Our deep network is built on 3D convolution and pooling operations. 3D convolution models spatiotemporal signals better than traditional 2D-based convolutional nets. Figure 2 shows the difference between 2D and 3D convolutions applied on multiple video frames, as it does not collapse all the temporal information. In this work, we pick the best performing architecture [1] and adapt it to 3D convolutions. To our knowledge this is the deepest convolutional 3D network trained on the largest annotated video dataset.

post00078_image0002

Using C3D features and a simple linear SVM, we achieve state of the art performance on scene classification (96.7% on YUPENN[2] and 77.7% on Maryland[3]), objet classification (15.3% on egocentric object[4]) and action similarity labeling (72.9% on ASLAN[5]) problems in the video domain. We also approach the current best performance on action classification (76.4% on UCF101[6]) without using optical flow. C3D is 91 times faster than improved dense trajectories [7] and 2 orders magnitude faster than two-stream networks [8].
Figure 3 visualizes the semantic embedding of C3D features and Imagenet [9] features for the UCF101 dataset using tSNE [10]. As can be seen, C3D features are more generic when applied to other video datasets on other tasks without further fine-tuning.

post00078_image0003

References

The pre-trained model and the code are available here.

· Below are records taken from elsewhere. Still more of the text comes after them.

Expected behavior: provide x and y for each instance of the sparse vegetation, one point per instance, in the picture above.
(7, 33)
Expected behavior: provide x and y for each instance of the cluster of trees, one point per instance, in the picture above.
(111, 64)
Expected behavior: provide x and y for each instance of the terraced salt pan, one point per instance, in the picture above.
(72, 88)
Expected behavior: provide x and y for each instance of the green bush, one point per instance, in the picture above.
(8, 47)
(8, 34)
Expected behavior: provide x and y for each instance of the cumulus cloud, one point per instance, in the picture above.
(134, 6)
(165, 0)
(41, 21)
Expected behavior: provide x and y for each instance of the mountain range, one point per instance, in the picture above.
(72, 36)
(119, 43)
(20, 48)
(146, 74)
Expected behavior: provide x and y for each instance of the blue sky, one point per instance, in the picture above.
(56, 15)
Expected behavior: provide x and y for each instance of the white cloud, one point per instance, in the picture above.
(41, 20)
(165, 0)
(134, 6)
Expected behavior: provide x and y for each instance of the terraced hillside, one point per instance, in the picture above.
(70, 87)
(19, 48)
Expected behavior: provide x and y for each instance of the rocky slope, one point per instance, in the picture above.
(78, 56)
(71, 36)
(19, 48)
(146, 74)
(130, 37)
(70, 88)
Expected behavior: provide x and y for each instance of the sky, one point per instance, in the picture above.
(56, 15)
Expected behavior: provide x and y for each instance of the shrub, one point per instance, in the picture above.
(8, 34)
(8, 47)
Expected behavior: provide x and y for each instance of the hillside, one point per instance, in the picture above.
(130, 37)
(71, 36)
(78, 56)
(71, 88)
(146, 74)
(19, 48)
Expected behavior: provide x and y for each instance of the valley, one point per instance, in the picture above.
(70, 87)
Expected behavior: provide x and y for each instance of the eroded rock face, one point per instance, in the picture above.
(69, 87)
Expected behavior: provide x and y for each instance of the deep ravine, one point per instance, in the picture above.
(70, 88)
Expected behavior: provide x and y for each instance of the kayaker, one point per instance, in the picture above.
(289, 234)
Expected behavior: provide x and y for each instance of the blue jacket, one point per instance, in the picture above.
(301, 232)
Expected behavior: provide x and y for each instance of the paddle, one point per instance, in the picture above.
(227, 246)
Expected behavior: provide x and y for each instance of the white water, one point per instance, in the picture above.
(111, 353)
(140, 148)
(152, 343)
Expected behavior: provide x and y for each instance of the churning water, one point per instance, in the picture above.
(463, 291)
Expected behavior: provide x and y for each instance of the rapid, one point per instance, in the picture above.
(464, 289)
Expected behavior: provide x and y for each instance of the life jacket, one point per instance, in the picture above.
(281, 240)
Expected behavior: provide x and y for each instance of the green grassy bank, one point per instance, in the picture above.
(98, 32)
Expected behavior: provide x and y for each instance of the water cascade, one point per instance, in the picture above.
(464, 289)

[1] K. Simonyan and A. Zisserman. Very deep convolutional networks for large-scale image recognition. CoRR, abs/1409.1556, 2014.
[2] K. Derpanis, M. Lecce, K. Daniilidis, and R. Wildes. Dynamic scene understanding: The role of orientation features in space and time in scene classification. In CVPR, 2012.
[3] N. Shroff, P. K. Turaga, and R. Chellappa. Moving vistas:Exploiting motion for describing scenes. In CVPR, 2010.
[4] X. Ren and M. Philipose. Egocentric recognition of handled objects: Benchmark and analysis. In the First Workshop on Egocentric Vision, 2009.
[5] O. Kliper-Gross, T. Hassner, and L. Wolf. The action similarity labeling challenge. TPAMI, 2012.
[6] K. Soomro, A. R. Zamir, and M. Shah. UCF101: A dataset of 101 human action classes from videos in the wild. In CRCV-TR-12-01, 2012.
[7] H. Wang and C. Schmid. Action recognition with improved trajectories. In ICCV, 2013.
[8] K. Simonyan and A. Zisserman. Two-stream convolutional networks for action recognition in videos. In NIPS, 2014.
[9] J. Donahue, Y. Jia, O. Vinyals, J. Hoffman, N. Zhang, E. Tzeng, and T. Darrell. Decaf: A deep convolutional activation feature for generic visual recognition. In ICML, 2013.
[10] L. van der Maaten and G. Hinton. Visualizing data using t-sne. JMLR, 9(2579-2605):85, 2008.